Bound states appear in the spin gap due to bond-disorder.

Numerical diagonalization confirms analytical predictions.

Impurity clusters significantly affect the density of states.

Abstract

We discuss the effect of weak bond-disorder in two-leg spin ladders on the dispersion relation of the elementary triplet excitations with a particular focus on the appearance of bound states in the spin gap. Both the cases of modified exchange couplings on the rungs and the legs of the ladder are analyzed. Based on a projection on the single-triplet subspace, the single-impurity and small cluster problems are treated analytically in the strong-coupling limit.
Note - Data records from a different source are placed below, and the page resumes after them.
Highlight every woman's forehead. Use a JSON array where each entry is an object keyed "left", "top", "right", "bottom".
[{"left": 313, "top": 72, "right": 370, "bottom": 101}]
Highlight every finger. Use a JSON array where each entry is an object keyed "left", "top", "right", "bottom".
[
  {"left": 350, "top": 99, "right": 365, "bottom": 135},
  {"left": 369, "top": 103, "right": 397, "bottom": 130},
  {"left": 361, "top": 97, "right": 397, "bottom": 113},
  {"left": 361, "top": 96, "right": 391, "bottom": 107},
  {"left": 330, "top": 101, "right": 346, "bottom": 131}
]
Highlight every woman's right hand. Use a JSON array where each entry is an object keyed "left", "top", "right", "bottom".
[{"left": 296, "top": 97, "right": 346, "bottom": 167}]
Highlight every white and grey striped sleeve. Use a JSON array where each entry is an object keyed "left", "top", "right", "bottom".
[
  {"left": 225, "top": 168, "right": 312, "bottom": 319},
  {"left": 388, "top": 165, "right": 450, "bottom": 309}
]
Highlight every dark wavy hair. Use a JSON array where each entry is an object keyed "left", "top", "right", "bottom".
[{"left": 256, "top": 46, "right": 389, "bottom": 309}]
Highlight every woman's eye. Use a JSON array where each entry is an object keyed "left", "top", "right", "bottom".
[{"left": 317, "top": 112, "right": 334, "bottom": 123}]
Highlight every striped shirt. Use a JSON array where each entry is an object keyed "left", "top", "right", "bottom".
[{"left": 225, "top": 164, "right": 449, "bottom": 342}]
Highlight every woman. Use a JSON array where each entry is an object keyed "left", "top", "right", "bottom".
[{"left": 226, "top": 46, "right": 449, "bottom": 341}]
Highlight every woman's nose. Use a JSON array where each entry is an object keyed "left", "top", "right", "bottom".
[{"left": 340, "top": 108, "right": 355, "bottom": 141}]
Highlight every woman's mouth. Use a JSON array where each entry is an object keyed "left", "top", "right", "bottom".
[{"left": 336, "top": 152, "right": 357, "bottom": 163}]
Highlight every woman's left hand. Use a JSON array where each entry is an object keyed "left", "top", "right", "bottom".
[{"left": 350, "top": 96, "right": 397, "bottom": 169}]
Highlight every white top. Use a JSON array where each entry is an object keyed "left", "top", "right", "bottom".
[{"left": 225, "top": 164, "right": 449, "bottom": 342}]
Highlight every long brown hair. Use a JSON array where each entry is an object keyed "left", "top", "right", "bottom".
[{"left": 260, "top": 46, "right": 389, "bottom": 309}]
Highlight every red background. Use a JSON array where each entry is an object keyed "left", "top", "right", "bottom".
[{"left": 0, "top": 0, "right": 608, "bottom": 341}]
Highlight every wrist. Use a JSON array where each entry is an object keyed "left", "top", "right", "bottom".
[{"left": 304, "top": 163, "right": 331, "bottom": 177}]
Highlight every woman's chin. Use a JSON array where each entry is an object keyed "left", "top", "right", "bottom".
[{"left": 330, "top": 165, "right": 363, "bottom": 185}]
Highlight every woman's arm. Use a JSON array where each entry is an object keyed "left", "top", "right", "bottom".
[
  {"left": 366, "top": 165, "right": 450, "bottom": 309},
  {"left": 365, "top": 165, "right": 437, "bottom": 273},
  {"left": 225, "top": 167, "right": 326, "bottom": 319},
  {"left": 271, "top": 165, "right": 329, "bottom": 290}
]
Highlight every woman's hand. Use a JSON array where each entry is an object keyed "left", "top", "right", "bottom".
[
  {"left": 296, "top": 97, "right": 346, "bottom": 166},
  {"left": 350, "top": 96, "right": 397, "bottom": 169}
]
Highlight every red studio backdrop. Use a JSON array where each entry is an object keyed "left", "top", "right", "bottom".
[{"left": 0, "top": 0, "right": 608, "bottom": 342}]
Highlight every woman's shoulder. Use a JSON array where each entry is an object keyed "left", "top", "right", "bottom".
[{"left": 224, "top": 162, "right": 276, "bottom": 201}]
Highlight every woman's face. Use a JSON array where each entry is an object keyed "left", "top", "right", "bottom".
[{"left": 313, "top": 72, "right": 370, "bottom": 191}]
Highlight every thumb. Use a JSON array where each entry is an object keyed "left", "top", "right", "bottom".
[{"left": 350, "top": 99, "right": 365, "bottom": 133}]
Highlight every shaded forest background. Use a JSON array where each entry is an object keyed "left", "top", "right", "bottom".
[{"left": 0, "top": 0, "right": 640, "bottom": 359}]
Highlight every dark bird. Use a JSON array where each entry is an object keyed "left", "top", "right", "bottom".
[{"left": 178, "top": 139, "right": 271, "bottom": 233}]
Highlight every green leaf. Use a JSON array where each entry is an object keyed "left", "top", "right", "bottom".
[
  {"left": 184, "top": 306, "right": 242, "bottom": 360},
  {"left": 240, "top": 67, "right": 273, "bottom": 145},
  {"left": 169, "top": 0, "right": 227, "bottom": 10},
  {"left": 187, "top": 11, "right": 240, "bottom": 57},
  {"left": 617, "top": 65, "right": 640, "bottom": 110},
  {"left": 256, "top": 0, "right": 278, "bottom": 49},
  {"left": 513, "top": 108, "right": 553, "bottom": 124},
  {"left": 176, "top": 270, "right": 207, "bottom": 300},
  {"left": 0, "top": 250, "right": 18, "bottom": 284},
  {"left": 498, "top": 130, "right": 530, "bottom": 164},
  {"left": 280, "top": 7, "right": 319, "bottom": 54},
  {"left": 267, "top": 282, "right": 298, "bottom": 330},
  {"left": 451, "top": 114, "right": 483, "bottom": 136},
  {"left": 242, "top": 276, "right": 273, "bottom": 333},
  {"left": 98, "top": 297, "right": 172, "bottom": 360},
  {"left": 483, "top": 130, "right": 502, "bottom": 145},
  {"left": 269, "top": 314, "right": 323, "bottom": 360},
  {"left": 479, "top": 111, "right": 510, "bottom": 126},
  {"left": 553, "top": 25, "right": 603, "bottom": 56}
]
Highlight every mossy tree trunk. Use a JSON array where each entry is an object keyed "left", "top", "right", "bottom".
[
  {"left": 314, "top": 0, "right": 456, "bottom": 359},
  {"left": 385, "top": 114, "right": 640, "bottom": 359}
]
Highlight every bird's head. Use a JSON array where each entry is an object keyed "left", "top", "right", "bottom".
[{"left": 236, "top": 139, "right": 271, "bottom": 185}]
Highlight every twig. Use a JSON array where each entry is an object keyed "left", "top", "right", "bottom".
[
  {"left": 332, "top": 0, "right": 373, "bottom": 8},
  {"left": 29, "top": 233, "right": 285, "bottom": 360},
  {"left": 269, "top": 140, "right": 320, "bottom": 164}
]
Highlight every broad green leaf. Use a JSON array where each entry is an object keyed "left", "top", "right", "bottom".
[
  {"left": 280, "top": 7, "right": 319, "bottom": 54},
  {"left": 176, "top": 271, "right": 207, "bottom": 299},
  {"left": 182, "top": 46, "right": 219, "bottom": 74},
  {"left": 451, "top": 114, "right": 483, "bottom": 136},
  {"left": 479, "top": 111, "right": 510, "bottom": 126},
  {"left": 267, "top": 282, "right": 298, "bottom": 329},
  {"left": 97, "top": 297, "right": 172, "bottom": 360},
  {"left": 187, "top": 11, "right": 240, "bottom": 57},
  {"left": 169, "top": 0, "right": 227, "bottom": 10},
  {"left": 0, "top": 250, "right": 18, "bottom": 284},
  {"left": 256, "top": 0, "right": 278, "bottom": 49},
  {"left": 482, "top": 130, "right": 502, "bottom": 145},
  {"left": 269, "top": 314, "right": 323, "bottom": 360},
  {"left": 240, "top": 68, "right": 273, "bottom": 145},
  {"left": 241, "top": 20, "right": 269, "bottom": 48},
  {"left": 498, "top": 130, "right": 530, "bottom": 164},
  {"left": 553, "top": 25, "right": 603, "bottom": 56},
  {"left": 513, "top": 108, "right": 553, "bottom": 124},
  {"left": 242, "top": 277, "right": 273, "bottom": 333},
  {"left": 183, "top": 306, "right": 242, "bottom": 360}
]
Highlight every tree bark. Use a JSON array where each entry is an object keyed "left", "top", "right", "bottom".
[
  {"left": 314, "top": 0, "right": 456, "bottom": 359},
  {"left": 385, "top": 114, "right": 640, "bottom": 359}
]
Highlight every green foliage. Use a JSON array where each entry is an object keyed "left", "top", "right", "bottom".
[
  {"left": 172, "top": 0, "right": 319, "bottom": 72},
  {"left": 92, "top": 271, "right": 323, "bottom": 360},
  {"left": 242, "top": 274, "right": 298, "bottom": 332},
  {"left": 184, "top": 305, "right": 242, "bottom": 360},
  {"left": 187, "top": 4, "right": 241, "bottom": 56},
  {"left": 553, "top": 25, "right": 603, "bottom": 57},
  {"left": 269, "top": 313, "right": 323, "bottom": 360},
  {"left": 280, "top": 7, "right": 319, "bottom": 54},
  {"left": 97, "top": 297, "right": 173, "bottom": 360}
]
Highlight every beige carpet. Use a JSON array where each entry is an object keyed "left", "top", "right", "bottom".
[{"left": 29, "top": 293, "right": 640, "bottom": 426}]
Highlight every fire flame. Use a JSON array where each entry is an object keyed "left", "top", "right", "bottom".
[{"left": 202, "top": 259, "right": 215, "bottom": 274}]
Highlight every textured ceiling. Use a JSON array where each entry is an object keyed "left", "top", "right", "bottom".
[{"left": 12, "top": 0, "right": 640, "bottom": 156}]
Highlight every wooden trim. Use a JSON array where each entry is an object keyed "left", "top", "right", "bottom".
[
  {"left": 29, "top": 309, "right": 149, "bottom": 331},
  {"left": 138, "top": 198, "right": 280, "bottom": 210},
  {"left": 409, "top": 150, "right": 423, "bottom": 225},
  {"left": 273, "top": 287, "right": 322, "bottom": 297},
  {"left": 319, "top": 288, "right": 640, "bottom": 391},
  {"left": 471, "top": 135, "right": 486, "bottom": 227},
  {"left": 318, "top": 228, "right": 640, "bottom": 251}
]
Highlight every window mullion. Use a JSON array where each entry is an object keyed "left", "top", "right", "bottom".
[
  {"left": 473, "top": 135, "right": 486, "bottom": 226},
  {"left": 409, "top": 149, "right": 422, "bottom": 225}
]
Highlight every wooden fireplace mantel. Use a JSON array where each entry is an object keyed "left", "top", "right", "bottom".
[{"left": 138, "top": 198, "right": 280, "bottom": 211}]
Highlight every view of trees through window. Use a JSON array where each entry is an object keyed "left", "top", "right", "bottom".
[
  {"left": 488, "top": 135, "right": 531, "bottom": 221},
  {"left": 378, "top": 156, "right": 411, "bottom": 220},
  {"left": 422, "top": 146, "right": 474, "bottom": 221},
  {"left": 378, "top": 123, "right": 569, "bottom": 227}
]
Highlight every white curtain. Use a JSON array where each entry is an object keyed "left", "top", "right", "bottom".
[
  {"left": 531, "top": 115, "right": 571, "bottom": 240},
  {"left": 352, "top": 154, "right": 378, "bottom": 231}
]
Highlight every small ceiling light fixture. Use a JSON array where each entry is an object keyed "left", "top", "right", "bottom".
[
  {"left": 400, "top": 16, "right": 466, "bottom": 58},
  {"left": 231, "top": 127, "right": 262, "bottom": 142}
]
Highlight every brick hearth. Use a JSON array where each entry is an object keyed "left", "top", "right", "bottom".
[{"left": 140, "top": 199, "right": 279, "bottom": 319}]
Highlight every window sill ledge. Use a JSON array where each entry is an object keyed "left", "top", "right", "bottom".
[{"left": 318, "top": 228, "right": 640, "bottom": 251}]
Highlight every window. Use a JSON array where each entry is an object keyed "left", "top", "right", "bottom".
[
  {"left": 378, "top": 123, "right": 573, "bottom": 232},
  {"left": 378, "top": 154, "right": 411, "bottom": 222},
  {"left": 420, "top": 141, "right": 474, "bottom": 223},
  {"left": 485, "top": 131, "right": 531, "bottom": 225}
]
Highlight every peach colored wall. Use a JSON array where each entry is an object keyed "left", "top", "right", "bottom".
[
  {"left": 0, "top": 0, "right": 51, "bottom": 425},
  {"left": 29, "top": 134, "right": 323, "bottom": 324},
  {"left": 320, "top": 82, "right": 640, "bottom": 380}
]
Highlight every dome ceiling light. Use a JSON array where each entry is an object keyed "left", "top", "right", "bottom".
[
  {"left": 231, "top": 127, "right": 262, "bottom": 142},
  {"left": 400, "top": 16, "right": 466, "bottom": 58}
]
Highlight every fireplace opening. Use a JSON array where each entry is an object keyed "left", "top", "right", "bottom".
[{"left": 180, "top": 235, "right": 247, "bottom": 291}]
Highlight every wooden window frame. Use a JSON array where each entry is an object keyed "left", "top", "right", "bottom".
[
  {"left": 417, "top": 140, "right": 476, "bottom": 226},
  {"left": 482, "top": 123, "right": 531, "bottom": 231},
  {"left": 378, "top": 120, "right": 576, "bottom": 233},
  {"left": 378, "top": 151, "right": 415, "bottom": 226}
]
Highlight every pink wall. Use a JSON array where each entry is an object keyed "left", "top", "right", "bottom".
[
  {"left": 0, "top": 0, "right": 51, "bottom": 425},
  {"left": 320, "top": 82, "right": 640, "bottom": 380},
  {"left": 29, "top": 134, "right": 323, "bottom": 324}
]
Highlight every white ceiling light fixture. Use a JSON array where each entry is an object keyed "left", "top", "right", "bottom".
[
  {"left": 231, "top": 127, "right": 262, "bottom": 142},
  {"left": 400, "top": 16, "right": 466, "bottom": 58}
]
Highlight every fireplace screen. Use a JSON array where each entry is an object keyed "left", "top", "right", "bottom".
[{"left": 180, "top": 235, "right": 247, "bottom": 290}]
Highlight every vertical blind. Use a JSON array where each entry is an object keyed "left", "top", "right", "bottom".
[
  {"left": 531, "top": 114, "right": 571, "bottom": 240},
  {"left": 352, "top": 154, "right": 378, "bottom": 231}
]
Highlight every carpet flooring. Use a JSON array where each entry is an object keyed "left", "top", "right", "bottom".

Numerically, we study the problem of a single impurity in a spin ladder by exact diagonalization to obtain the low-lying excitations. At finite concentrations and to leading order in the inter-rung coupling, we compare the spectra obtained from numerical diagonalization of large systems within the single-triplet subspace with the results of diagrammatic techniques, namely low-concentration and coherent-potential approximations. The contribution of small impurity clusters to the density of states is also discussed.